While urban food security is not identified as a direct planning priority by urban planners or integrated into TSUPU’s approach, from a food security lens there are encouraging signs that this co-productive planning approach will respond to some urban food security needs. Improvements in communities’ infrastructure, including access to clean water, sanitation, electricity and transportation, and developing safer, cleaner, more secure environments, all contribute to the broader requirements for supporting nutritional security. That communities are able to identify which upgrading needs are most pressing allows this to happen in a more efficient and accountable manner. SDI’s enumerations in Asia have begun to incorporate a food security lens, in response to consistent community prioritization of hunger (Boonyabancha et al., 2019); given the extensive affiliate networking, this may inform future co-productive planning in Uganda’s secondary cities.

SDI’s explicit agenda to empower communities is also important. Centring women at the forefront of community organizing and leadership, by mobilizing them into savings groups, ensures those with primary community care have a strong voice in setting priorities for upgrading. Women are central to protecting food access in their homes and communities, with primary roles in food retail, preparation and responsibility. Facilitating regional networking with SDI affiliates has potential to add scope to TSUPU’s agenda, as well as adapt tactics in response to a wider pool of experience and local needs. The knowledge sharing from these networks is geared towards developing a rights-based global movement, and SDI does not shy away from speaking out against governments it works with, in particular around defending tenancy rights, but more generally as well. This will take time, and at present only a small number of urban residents in Jinja and Mbale are actively involved in the forum’s activities, or even aware of TSUPU or the source of new upgrades in their communities.
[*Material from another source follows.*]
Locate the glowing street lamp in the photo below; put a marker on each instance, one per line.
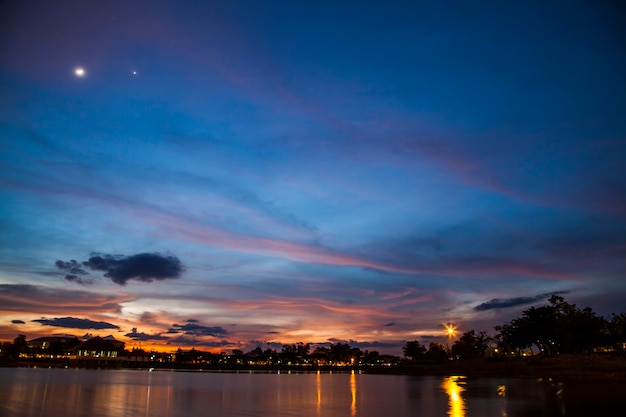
(450, 329)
Further, when AcTogether was formed, existing community-based organizations were not involved in the process and there was a missed opportunity to collaborate with existing community groups with overlapping concerns. These groups have longstanding relationships with communities, and their work with important marginalized populations (children, women, those with HIV/AIDS) could contribute to informing SDI’s empowerment agenda if connections are fostered in the future.
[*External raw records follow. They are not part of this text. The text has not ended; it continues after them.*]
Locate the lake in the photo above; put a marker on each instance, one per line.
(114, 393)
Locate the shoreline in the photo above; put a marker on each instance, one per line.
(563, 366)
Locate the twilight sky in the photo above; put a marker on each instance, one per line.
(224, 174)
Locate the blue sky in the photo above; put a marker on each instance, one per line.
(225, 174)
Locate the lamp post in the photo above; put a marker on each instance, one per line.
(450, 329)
Attention on urban food security remains weak in Uganda, with a continued bias from government actors to see food security through a productivist rural lens. Further, all levels of government continue to see long-term formalization of informal housing and employment sectors as urban planning goals. However, willingness to upgrade informal settlements indicates that governments, national and municipal, have shifted from seeing informal settlements as only urban blights to a greater recognition of the pressing needs of rising numbers of urban poor residents. Infrastructural improvements only impact food security tangentially at present, but opening space for urban poor voices through co-production may permit the central importance of urban hunger to be heard in future. TSUPU’s upgrading in Jinja and Mbale has been successful in achieving some efficiency and cost-saving goals, institutionalizing a transfer of resources and limited decision-making power to local communities. The main barriers to transferring more power to communities stem from limited resources, weak municipal governance capacity, competing and uncoordinated planning priorities and a continued planning culture that values formal urban planning over the needs of rising populations of urban poor.